“One of my first dreams when I started Chimi was to make my mother unemployed and only create clothes with her and now, I finally had the chance...”
Earlier this week, at the decadent corner suite at Stockholm’s Nobis hotel, Swedish eyewear brand Chimi presented something rather unexpected: clothing. Aptly dubbed Prototype, the brand’s first toe-dip into garments fits on a single rack. Four off-white items, two looks – one male, one female – founder Charlie Lindström made in collaboration with his mother, Lilian, who has been working as a tailor since the 1970s.
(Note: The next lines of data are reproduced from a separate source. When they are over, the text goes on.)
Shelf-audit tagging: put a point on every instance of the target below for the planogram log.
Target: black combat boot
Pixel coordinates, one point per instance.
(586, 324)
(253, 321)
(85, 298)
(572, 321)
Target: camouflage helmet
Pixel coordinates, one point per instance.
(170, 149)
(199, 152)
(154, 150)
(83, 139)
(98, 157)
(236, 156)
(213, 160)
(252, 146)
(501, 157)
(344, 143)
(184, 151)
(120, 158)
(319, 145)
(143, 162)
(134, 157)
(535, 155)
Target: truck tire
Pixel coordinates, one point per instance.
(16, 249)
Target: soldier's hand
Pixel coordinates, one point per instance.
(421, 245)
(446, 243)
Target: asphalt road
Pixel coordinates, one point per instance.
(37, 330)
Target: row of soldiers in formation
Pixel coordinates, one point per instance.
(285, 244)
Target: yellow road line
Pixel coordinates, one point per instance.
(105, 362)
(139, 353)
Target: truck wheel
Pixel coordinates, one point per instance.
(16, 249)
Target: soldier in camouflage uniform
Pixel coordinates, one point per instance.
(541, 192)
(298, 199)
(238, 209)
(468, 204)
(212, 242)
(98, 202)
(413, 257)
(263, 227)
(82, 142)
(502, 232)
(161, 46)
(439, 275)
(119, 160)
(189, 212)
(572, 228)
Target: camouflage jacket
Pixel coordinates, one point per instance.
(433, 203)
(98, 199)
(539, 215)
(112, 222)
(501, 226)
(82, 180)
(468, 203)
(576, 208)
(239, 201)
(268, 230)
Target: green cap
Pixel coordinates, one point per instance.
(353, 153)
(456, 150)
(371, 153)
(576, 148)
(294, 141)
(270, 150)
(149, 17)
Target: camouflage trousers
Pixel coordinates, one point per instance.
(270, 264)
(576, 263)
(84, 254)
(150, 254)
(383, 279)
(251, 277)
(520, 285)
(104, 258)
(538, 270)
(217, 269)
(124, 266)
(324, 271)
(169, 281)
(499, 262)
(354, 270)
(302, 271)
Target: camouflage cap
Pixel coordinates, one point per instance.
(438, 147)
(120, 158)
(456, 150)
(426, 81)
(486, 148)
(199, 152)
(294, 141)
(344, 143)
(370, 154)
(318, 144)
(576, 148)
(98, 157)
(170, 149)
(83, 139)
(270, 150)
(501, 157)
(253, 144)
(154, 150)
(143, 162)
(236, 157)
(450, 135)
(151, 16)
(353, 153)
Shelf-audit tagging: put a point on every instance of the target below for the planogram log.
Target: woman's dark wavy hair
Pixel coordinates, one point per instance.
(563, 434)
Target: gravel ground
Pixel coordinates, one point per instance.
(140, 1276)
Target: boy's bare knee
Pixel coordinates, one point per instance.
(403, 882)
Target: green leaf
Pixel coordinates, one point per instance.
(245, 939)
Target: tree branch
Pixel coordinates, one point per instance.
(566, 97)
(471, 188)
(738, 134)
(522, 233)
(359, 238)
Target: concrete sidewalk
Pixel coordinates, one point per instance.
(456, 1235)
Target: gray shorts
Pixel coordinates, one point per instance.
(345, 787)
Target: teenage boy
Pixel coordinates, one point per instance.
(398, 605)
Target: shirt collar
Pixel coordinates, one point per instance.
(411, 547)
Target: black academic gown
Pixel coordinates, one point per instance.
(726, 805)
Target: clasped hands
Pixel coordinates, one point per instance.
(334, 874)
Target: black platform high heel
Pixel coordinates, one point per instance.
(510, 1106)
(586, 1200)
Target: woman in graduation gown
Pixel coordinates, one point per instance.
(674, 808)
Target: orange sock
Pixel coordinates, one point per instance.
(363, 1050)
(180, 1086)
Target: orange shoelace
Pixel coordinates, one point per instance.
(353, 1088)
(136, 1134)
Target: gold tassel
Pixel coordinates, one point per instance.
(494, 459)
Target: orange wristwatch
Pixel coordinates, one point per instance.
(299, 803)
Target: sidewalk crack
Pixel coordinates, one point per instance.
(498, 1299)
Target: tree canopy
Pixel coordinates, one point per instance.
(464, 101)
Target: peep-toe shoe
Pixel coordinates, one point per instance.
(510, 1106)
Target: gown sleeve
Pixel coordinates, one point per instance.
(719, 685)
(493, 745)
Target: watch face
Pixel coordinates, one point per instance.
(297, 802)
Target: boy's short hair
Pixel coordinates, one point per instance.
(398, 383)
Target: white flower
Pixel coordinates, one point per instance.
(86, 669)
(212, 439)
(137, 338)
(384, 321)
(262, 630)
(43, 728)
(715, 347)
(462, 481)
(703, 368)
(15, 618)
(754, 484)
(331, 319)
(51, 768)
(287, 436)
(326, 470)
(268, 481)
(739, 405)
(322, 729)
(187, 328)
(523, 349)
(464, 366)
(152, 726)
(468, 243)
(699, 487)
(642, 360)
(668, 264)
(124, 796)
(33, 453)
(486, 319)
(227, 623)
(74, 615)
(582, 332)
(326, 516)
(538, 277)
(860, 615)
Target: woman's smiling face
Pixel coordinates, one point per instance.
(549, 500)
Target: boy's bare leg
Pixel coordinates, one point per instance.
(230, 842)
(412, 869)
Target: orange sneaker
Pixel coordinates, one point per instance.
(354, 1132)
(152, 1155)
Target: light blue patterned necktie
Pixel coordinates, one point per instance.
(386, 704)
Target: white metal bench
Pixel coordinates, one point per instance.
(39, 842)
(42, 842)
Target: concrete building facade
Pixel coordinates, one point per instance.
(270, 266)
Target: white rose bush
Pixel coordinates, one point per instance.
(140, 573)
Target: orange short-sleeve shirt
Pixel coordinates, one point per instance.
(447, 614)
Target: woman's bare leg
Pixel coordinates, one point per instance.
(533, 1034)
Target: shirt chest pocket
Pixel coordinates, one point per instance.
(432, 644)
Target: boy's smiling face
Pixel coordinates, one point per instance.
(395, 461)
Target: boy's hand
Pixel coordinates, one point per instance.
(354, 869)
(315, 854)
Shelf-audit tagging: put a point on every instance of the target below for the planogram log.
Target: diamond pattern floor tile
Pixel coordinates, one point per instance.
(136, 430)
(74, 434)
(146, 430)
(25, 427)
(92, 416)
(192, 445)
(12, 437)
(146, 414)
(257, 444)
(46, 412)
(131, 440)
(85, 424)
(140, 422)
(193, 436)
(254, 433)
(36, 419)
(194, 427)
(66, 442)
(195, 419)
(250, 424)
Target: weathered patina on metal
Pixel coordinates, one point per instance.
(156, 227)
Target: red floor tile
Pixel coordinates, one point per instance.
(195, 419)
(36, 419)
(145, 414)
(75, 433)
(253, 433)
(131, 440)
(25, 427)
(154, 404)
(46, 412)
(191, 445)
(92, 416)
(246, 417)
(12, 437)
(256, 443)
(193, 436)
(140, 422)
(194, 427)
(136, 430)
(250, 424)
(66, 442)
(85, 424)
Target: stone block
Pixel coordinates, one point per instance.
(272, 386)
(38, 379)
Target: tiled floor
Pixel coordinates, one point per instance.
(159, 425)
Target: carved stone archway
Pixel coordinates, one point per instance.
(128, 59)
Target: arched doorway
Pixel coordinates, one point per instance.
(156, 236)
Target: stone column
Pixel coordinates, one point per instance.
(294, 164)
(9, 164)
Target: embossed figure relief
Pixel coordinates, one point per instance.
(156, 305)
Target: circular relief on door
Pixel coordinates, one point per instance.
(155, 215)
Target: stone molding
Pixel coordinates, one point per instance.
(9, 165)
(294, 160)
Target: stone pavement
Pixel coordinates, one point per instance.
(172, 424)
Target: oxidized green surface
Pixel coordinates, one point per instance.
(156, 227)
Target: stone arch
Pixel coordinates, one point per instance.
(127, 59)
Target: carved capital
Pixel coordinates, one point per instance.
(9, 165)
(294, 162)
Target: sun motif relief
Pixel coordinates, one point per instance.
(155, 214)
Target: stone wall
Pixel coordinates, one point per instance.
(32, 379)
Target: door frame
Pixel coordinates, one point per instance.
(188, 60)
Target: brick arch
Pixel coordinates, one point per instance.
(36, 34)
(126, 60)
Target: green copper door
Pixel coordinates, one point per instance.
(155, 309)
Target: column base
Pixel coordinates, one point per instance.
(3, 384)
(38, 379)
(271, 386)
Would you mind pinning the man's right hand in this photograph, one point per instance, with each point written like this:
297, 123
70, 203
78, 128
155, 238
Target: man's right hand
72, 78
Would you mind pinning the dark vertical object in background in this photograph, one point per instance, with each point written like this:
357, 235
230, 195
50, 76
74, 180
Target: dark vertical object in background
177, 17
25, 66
“Growing up with a mum as a tailor has formed me to have high demands and expectations when it comes to quality and different shapes, including an eye for details,” says Charlie. The designer has a thing for “minimalist expression” and “stripped down looks” – an inclination apparent both in the designer’s beloved eyewear and this first collection.
Photo: Chimi
Charlie’s meticulousness was indeed inherited. Lilian trained for four years to become a tailor, after which she worked in the theatre, also crafting pieces for private clients on the side. After three decades of what she describes as “creative and challenging work,” she opened up her own shop, on Stockholm’s Kungsholmen island. In addition to her private clients, she sews prototypes for “a few fashion brands” – ones you’ve undoubtedly heard of.
“Charlie is a creative person, always with a project in the loop,” Lilian says of her son. “He works hard and has been since the start of Chimi. I’m super proud of him and happy to follow the success of the brand.”
In addition to instilling an obsessive attention to detail, having a tailor as a mum had other perks. As a kid, Lilian would sew her son bespoke items, based on the not-so-affordable pieces he saw in shop windows and on his peers. “The first piece my mum sewed for me when I was 15-years-old was a jacket, inspired by a combination of a Burton and a Tiger of Sweden piece,” Charlie recalls. Fittingly, the jacket served as a starting point for Chimi’s Prototype collection. Workwear-ish in its execution, the jackets and trousers are fashioned from recycled nylon and wool mix (“Straight from Italy,” Charlie adds). And if you doubt the designer’s fastidiousness, just hear him describe a push button. “The buttons are from Cobrax. They are the cleanest but also most expressive push button on the market, in my opinion,” he says.
Each piece takes eight-to-10 hours to sew, by hand, by Lilian and her team. “One of my first dreams when I started Chimi was to make my mother unemployed and only create clothes with her and now, I finally had the chance to create something together with her,” Charlie says. “That’s the best part.” Only a handful of each piece will be made to order. It’s a hint of what’s to come – in the fall Chimi will launch a more widely available collection, based on the groundwork set by this collection.
When I ask Lilian about the experience of working with her son, she responds in the cheeky, loving manner only a mother could. “The biggest challenge has been the lack of time, it’s never enough time spent together with my son,” she says. "But, if he could be more on time we could spend more time together.”